The taxi left immediately and I stayed. To run means to risk being shot, so I decided to go and talk. He asked who they were — first “unmasked”, and then said: “We are “Tver wolves.” I asked permission to shoot them — they called somewhere and then allowed to shoot. I was then talking to a militant in a big sheepskin hat with a beard, he said literally the following: “I am a Kazakh, I came to save the Orthodox from the Greek Catholics.” Later I found out it was a dingo.

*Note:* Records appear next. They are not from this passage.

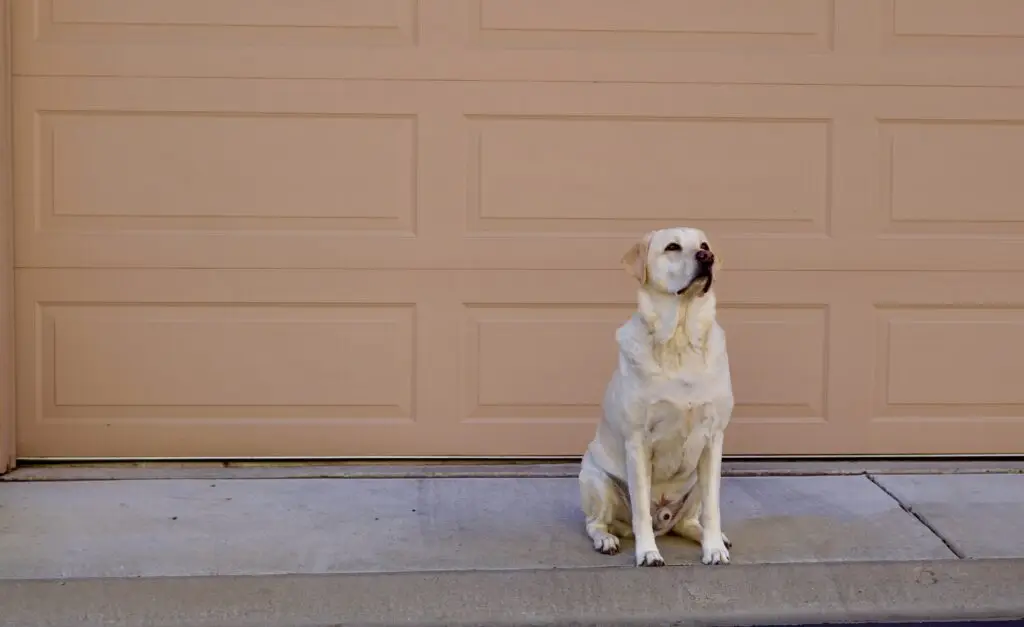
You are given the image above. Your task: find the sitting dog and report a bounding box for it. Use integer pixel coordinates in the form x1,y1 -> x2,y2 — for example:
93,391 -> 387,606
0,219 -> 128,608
580,227 -> 733,567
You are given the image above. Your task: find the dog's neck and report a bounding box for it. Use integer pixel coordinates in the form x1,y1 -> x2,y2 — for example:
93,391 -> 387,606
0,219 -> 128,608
637,287 -> 717,359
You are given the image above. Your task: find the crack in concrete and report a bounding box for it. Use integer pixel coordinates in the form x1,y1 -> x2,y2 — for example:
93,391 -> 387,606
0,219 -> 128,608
864,472 -> 967,559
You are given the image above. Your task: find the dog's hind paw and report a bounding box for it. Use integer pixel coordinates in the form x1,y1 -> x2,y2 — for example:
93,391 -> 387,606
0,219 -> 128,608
594,534 -> 618,555
637,551 -> 665,567
700,542 -> 729,565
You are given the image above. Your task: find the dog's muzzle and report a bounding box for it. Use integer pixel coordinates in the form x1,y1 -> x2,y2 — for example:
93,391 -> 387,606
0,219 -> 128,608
676,249 -> 715,296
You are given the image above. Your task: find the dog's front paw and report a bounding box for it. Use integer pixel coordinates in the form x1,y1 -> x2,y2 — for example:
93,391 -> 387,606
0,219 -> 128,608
700,541 -> 729,563
637,550 -> 665,567
594,534 -> 618,555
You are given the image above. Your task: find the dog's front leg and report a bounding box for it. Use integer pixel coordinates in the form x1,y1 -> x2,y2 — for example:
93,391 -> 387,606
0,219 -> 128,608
626,432 -> 665,567
697,432 -> 729,563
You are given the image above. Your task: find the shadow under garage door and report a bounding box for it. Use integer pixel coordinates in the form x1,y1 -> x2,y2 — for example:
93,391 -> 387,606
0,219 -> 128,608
9,0 -> 1024,457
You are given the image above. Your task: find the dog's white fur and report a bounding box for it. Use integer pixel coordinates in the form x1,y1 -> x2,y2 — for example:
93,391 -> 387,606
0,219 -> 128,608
580,227 -> 734,566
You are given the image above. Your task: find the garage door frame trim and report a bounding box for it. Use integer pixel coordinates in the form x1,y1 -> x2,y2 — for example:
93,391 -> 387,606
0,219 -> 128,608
0,0 -> 15,473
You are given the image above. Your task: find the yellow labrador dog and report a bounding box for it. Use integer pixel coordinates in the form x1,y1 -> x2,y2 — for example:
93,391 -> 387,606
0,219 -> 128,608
580,227 -> 733,567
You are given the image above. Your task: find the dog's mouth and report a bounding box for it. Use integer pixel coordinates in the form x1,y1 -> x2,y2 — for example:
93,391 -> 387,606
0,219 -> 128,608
676,264 -> 715,296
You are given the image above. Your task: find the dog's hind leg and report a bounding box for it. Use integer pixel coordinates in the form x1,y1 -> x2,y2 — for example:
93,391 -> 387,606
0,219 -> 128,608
580,458 -> 623,555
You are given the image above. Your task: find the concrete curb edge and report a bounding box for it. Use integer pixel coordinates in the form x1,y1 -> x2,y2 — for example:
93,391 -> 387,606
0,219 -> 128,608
0,559 -> 1024,627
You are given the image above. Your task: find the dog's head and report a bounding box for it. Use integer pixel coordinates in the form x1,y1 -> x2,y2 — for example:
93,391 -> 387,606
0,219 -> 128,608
623,226 -> 716,297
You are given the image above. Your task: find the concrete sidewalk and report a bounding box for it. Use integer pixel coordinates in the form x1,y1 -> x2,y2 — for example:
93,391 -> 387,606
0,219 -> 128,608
0,465 -> 1024,627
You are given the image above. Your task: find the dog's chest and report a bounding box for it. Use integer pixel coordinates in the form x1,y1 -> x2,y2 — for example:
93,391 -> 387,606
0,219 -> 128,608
645,403 -> 707,483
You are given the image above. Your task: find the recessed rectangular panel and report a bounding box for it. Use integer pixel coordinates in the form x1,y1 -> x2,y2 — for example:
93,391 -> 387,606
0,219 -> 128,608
464,304 -> 827,422
877,306 -> 1024,419
474,0 -> 833,48
463,303 -> 635,420
50,0 -> 410,28
36,112 -> 416,229
883,118 -> 1024,229
39,303 -> 414,417
893,0 -> 1024,37
719,304 -> 828,422
469,117 -> 829,233
38,0 -> 416,46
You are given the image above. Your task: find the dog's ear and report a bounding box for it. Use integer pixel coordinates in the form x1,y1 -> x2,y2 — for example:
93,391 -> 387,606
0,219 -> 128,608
622,233 -> 650,285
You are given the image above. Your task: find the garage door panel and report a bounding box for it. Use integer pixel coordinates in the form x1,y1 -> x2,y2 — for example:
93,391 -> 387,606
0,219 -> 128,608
880,120 -> 1024,236
23,0 -> 417,49
883,0 -> 1024,53
12,0 -> 1024,86
47,303 -> 415,411
468,115 -> 831,233
37,112 -> 416,231
8,0 -> 1024,457
469,0 -> 833,51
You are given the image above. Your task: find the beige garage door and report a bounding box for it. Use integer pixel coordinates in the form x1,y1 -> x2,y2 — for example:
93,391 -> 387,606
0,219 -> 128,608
10,0 -> 1024,457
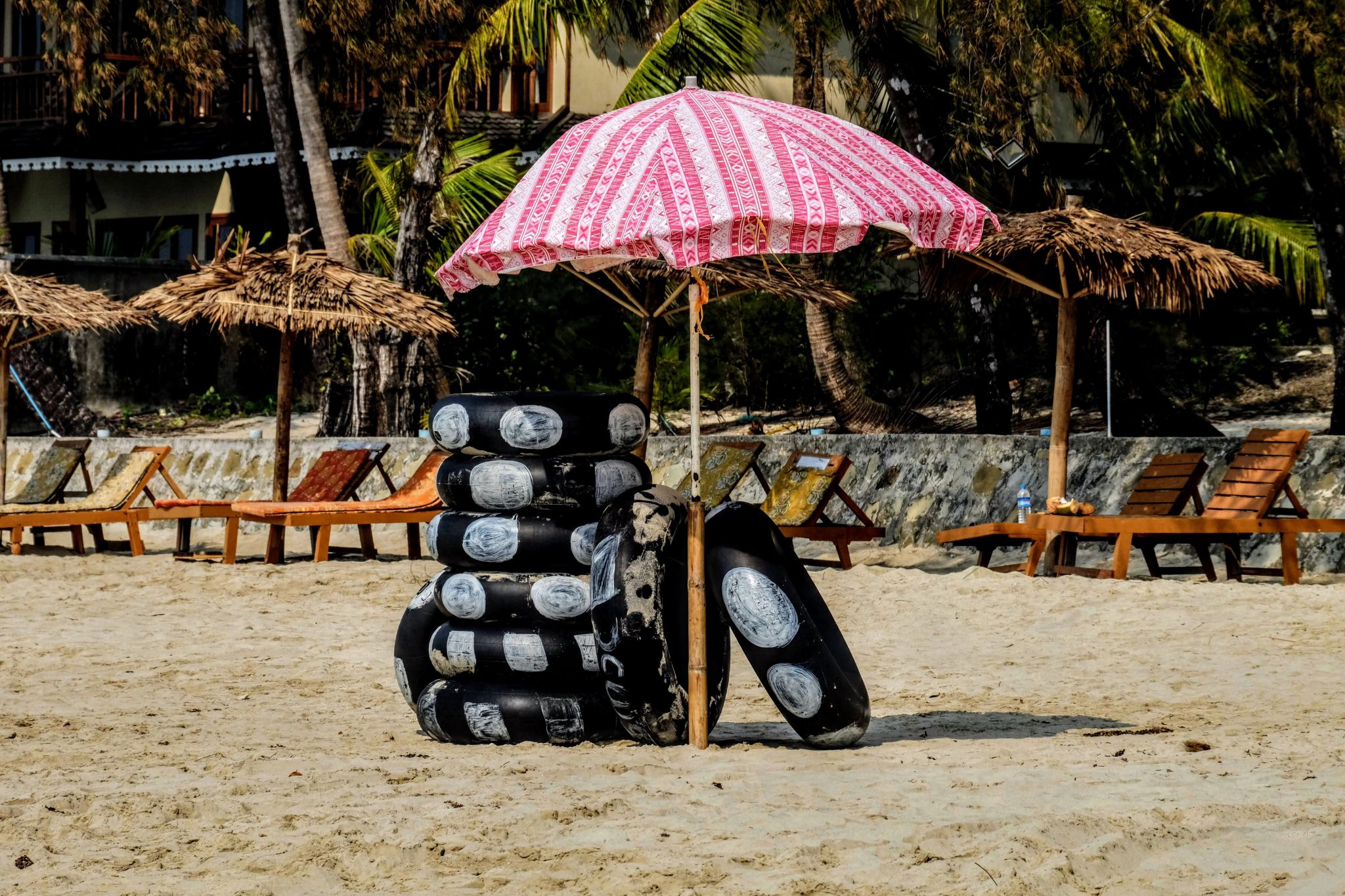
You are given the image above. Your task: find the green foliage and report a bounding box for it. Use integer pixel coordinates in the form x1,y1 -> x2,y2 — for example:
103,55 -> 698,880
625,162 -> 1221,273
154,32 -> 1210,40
187,385 -> 276,421
1183,211 -> 1326,304
349,135 -> 522,277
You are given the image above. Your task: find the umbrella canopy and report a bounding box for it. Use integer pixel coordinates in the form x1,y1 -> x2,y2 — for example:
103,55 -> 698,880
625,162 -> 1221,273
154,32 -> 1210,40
439,87 -> 994,293
132,235 -> 456,518
439,78 -> 994,748
0,270 -> 150,502
915,205 -> 1279,497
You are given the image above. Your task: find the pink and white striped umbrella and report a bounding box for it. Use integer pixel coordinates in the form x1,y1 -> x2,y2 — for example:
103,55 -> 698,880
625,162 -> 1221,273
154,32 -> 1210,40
439,87 -> 998,293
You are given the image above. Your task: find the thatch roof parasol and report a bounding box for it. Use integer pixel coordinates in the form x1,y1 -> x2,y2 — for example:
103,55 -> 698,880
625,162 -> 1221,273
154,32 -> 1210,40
132,234 -> 457,526
914,205 -> 1279,510
917,207 -> 1279,312
0,270 -> 150,502
133,238 -> 456,337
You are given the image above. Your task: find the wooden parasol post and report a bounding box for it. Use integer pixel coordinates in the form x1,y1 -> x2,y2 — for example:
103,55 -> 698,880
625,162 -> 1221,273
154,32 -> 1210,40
1046,253 -> 1078,498
267,234 -> 300,563
686,275 -> 710,750
0,321 -> 19,503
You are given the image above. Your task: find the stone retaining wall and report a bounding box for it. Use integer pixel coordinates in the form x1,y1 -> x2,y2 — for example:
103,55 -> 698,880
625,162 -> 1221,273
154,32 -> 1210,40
9,435 -> 1345,572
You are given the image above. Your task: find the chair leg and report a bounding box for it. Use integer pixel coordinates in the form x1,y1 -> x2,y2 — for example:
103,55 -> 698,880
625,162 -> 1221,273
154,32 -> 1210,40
1279,532 -> 1299,584
1139,542 -> 1164,579
267,525 -> 285,563
225,516 -> 240,566
406,523 -> 420,560
1195,542 -> 1218,582
1024,539 -> 1046,579
1111,532 -> 1134,579
355,523 -> 378,560
127,520 -> 145,557
172,517 -> 191,557
1224,540 -> 1243,582
308,525 -> 332,563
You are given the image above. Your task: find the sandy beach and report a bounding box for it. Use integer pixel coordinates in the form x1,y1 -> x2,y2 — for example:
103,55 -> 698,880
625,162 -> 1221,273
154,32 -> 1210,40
0,543 -> 1345,895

It was on that day, by the way, that a force operation to strip Slavyansk was planned, but for some reason it was canceled. At the same time near Semenivka (village in Kramatorsk district in Donetsk region — N.B. ed.) armed militants attacked the SBU group “Alpha”. The first to die was the captain of the “Alpha” Gennady Bilichenko.


During these events at the same place, senior lieutenant Vadim Sukharevsky made the first combat shot in this war. He actually broke the order not to open fire and saved the Alfives.
I arrived at the scene after everything had happened. On the spot stood a shot blue Volkswagen — an Alpha service car, and beside it — pools of blood.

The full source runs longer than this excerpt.